Ergen and GM Chief Executive Rick Wagoner noted that cable TV companies control 80 percent of the non-broadcast TV market. Their combined operations make barely a dent and should not warrant antitrust concerns, they said.
Analysts tell a different story. In each market, cable companies essentially have a monopoly. Satellite products have come in to loosen that dominance, and with both companies competing most urban centers now have three competitors offering similar services. Allowing the two companies to consolidate would drop that to two.
EchoStar's Dish Network has about 6.9 million subscribers, while Hughes' DirecTV system numbers more than 10 million customers. By contrast, AT&T Broadband, the largest traditional cable operator, serves about 16 million households. The rumors that AT&T Broadband is now up for grabs were not lost on the architects of the satellite merger.
"We know we're going to have to see consolidation in the cable monopoly and they're only going to get stronger. We have to be proactive to go after and compete against that," Ergen said.

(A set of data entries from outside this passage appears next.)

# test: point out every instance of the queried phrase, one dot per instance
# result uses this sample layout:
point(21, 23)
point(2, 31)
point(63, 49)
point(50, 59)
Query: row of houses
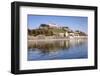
point(55, 30)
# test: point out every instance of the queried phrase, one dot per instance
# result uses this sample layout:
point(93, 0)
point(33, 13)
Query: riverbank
point(32, 38)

But David Kaut, an analyst at Legg Mason, notes that there is very little precedent in past government merger reviews that permits a market from shrinking from three players to just two.
"Generally, most market economists don't think that two competitors is the best way to run a market," said Kaut. The merger "faces a pretty high bar."

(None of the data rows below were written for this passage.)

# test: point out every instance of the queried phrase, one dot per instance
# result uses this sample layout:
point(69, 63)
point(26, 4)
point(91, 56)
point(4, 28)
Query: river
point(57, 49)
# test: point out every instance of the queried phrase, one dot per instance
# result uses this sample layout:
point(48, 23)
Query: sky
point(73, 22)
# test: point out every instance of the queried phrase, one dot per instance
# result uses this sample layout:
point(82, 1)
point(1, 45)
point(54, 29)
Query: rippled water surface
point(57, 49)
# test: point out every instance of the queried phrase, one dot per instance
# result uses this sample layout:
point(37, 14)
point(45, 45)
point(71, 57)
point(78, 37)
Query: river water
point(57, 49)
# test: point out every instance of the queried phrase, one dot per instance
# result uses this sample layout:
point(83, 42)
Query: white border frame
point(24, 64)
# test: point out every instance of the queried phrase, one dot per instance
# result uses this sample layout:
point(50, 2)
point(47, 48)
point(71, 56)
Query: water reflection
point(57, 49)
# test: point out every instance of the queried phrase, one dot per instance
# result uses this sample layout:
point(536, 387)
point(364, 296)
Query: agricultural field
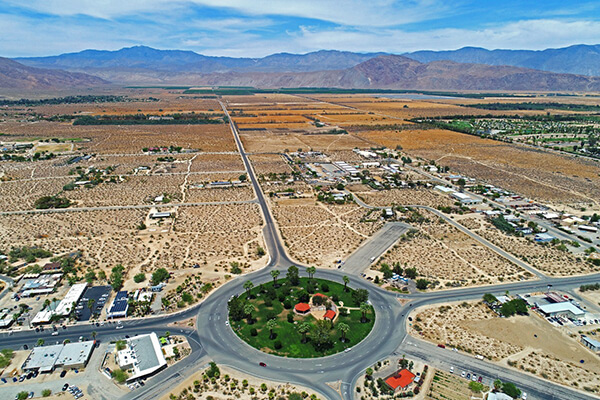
point(544, 351)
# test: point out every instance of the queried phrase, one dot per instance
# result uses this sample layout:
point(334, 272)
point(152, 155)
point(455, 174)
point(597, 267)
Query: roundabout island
point(301, 317)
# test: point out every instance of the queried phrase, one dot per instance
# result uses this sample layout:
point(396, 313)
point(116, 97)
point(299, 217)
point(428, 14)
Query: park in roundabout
point(302, 317)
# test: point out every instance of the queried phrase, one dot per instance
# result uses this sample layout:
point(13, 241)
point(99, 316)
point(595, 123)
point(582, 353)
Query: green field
point(286, 333)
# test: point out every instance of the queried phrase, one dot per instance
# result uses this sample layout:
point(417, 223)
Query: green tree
point(364, 309)
point(292, 275)
point(248, 285)
point(343, 328)
point(248, 310)
point(303, 329)
point(275, 273)
point(160, 275)
point(271, 324)
point(346, 282)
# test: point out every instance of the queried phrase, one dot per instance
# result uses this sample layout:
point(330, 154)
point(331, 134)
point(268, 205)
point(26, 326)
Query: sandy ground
point(230, 385)
point(524, 342)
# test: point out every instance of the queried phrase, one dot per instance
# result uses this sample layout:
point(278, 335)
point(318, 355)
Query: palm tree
point(271, 324)
point(303, 329)
point(248, 309)
point(275, 273)
point(344, 328)
point(248, 285)
point(364, 309)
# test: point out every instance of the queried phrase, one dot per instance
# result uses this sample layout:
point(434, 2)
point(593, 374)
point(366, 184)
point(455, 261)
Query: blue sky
point(255, 28)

Consumer groups will also watch the pending union with a close eye. Satellite TV providers obviously have a monopoly where cable companies cannot reach, so moving from two providers to one creates a potential hazard.
"There's competition without competitors," said Mark Cooper, the director of research at the Consumer Federation of America. "You just can't hide the fact that these markets are becoming more consolidated and the jargon of competition does not match the reality that's in the marketplace."
Cooper says the combined company may have to kowtow to the government in some areas and agree not to discriminate against rural subscribers who cannot get cable service.
Now comes the hard part
The industry's growth rate alone also could raise warning bells. Industry research group The Carmel Group estimates that the cable industry as a whole will add about 400,000 new subscribers this year, a very slow pace compared to EchoStar and DirecTV which added a total of 785,000 in the third quarter alone.
Also in the mix is the satellite industry's ability to offer broadband Internet service, a small market now but expected to grow larger as each company launches a new generation of technology over the next few years.
Many analysts downplay this effect. Satellite feeds are important for rural areas, where the costs of laying DSL or cable modem infrastructure are prohibitive. But the overall effect on the market is likely to be slim for years, and thus not a large part of a competitive review, some analysts say.
Satellite access "is too limited and too expensive to deploy so I think it will be a niche market," said senior analyst Ken Twist of RHK.
Ergen too downplayed this market, saying, "We really don't have an industry there today."
However, the threat of a more powerful satellite company could force cable companies to lower prices, bundle Net access with TV or otherwise improve their own Net service, indirectly helping to boost broadband access, Carmel Group analyst Jim Stroud said.
Whatever the result, the next few months are likely to be marked by an uphill lobbying effort, with no guarantee of success in Washington, D.C.
"If Charlie Ergen thought buying DirecTV was an arduous process, wait until he sees the regulatory process," said senior analyst Michael Goodman of The Yankee Group.
News.com's Ben Heskett contributed to this report.